5 workflows awaiting approval
Also, happy to receive any feedback regarding the changes here.
As mentioned above, I believe it is now passing all the checks that a previous merged PR conformed to. So not sure if the 3 that failed, and 1 skipped, are something that I should look into.
I was wondering if we had any feedback on this PR.

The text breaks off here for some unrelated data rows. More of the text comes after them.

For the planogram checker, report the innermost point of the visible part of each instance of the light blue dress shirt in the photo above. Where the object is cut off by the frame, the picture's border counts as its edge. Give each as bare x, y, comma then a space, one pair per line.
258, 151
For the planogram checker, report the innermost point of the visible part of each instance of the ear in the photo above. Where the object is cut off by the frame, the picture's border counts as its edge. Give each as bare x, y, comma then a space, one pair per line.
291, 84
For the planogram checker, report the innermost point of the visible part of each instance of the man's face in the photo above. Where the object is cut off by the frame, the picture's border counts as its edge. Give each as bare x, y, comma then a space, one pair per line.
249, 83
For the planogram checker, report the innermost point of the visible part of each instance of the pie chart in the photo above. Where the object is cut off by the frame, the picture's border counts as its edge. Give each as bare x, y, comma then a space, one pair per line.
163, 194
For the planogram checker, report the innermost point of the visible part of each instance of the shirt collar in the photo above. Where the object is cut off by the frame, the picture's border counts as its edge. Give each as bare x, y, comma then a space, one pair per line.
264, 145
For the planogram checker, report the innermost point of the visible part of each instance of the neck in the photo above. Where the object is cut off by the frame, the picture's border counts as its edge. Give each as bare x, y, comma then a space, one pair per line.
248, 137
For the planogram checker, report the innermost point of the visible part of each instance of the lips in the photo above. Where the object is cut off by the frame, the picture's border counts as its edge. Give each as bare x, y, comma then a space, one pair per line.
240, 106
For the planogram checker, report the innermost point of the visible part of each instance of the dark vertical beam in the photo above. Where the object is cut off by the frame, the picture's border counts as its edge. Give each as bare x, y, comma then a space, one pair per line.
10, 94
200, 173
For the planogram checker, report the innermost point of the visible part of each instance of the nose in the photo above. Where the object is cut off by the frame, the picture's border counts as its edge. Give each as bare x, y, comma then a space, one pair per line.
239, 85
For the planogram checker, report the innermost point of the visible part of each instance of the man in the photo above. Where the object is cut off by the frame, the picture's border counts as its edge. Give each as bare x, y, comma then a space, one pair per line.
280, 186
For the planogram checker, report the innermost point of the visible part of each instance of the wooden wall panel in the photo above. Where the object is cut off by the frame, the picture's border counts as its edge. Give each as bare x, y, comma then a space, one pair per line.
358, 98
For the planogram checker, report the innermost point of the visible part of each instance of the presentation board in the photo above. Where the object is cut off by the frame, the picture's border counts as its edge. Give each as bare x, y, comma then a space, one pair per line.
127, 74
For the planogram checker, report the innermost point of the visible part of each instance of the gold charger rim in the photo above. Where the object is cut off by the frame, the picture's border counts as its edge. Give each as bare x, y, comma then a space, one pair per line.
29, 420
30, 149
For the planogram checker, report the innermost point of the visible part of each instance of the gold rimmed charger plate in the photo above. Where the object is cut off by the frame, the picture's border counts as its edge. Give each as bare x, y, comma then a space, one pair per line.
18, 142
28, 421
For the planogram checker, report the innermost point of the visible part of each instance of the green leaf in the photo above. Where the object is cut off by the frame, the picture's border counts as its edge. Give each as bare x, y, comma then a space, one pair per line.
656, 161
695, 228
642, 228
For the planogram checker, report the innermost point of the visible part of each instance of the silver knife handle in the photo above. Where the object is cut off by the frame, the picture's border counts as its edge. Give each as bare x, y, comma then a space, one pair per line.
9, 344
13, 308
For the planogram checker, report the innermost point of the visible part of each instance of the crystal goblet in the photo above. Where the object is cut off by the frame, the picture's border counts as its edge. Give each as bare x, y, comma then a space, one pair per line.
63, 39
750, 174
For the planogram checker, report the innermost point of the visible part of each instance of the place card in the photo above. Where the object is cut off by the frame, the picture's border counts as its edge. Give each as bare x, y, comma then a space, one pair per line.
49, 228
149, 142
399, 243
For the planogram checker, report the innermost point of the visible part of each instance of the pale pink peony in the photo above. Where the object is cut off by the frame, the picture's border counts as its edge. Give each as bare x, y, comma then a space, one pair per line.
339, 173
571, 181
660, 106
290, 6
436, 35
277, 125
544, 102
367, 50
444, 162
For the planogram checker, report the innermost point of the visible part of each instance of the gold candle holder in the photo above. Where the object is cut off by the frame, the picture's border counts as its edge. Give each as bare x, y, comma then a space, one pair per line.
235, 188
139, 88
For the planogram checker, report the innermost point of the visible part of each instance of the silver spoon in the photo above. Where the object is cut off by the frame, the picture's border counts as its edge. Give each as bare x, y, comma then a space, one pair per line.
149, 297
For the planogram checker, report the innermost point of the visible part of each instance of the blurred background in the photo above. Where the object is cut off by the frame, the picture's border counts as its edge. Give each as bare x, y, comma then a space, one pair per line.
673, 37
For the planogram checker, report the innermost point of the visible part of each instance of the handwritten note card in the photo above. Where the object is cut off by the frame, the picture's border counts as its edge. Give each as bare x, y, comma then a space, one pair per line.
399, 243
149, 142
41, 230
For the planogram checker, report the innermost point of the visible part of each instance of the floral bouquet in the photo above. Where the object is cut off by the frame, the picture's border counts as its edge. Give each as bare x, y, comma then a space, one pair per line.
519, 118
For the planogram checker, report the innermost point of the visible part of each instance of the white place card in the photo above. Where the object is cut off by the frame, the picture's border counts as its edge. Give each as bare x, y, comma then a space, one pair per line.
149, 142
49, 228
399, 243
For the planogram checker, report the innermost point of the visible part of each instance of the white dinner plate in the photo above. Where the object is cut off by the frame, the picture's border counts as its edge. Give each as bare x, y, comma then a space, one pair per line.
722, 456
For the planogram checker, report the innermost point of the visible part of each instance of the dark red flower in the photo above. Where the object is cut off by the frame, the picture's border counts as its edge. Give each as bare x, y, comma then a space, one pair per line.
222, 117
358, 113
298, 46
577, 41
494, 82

I still think we want the following cases:
| File exists | File is valid | File is ignored | Result |
|---|---|---|---|
| T | T | * | Pass |
| T | F | T | Pass |
| T | F | F | Fail |
| F | * | * | Fail |
It seems like a regression to me to stop erroring when a user mentions a file that does not exist. The goal is to
I spent a little time trying to figure out how to pass ignored files around. I got this far:
❯ git --no-pager diff
diff --git a/bids-validator/validators/bids/fullTest.js b/bids-validator/validators/bids/fullTest.js
index edf0b405..efcd6204 100644
--- a/bids-validator/validators/bids/fullTest.js
+++ b/bids-validator/validators/bids/fullTest.js
@@ -76,8 +76,10 @@ const fullTest = (fileList, options, annexed, dir, schema, callback) => {
}
// remove ignored files from list:
+ const ignoredFiles = {}
Object.keys(fileList).forEach(function (key) {
if (fileList[key].ignore) {
+ ignoredFiles[key] = fileList[key]
delete fileList[key]
}
})
@@ -123,6 +125,7 @@ const fullTest = (fileList, options, annexed, dir, schema, callback) => {
participants,
phenotypeParticipants,
stimuli,
+ ignoredFiles,
)
})
.then(({ tsvIssues, participantsTsvContent }) => {
diff --git a/bids-validator/validators/tsv/tsv.js b/bids-validator/validators/tsv/tsv.js
index 0b76e6cd..153b62b7 100644
--- a/bids-validator/validators/tsv/tsv.js
+++ b/bids-validator/validators/tsv/tsv.js
@@ -36,7 +36,7 @@ const filenameEvidence = (filename) => `Filename: ${filename}`
* specification.
*/
-const TSV = (file, contents, fileList, callback) => {
+const TSV = (file, contents, fileList, ignoredFiles, callback) => {
const issues = []
const stimPaths = []
if (contents.includes('\r') && !contents.includes('\n')) {
@@ -628,7 +628,7 @@ const TSV = (file, contents, fileList, callback) => {
const scanFullPath = scanDirPath + '/' + scanRelativePath
// check if file should be ignored based on .bidsignore content
- if (ig && ig.ignores(path.relative('/', scanRelativePath))) {
+ if (ignoredFiles.includes(scanFullPath)) {
continue
}
diff --git a/bids-validator/validators/tsv/validate.js b/bids-validator/validators/tsv/validate.js
index dba18e7a..dfcd725c 100644
--- a/bids-validator/validators/tsv/validate.js
+++ b/bids-validator/validators/tsv/validate.js
@@ -9,6 +9,7 @@ const validate = (
participants,
phenotypeParticipants,
stimuli,
+ ignoredFiles,
annexed,
dir,
) => {
@@ -34,6 +35,7 @@ const validate = (
file,
contents,
fileList,
+ ignoredFiles,
function (tsvIssues, participantList, stimFiles) {
if (participantList) {
if (file.name.endsWith('participants.tsv')) {
Something's not working right, but I don't understand the validator enough to know what. Perhaps this will help you, though?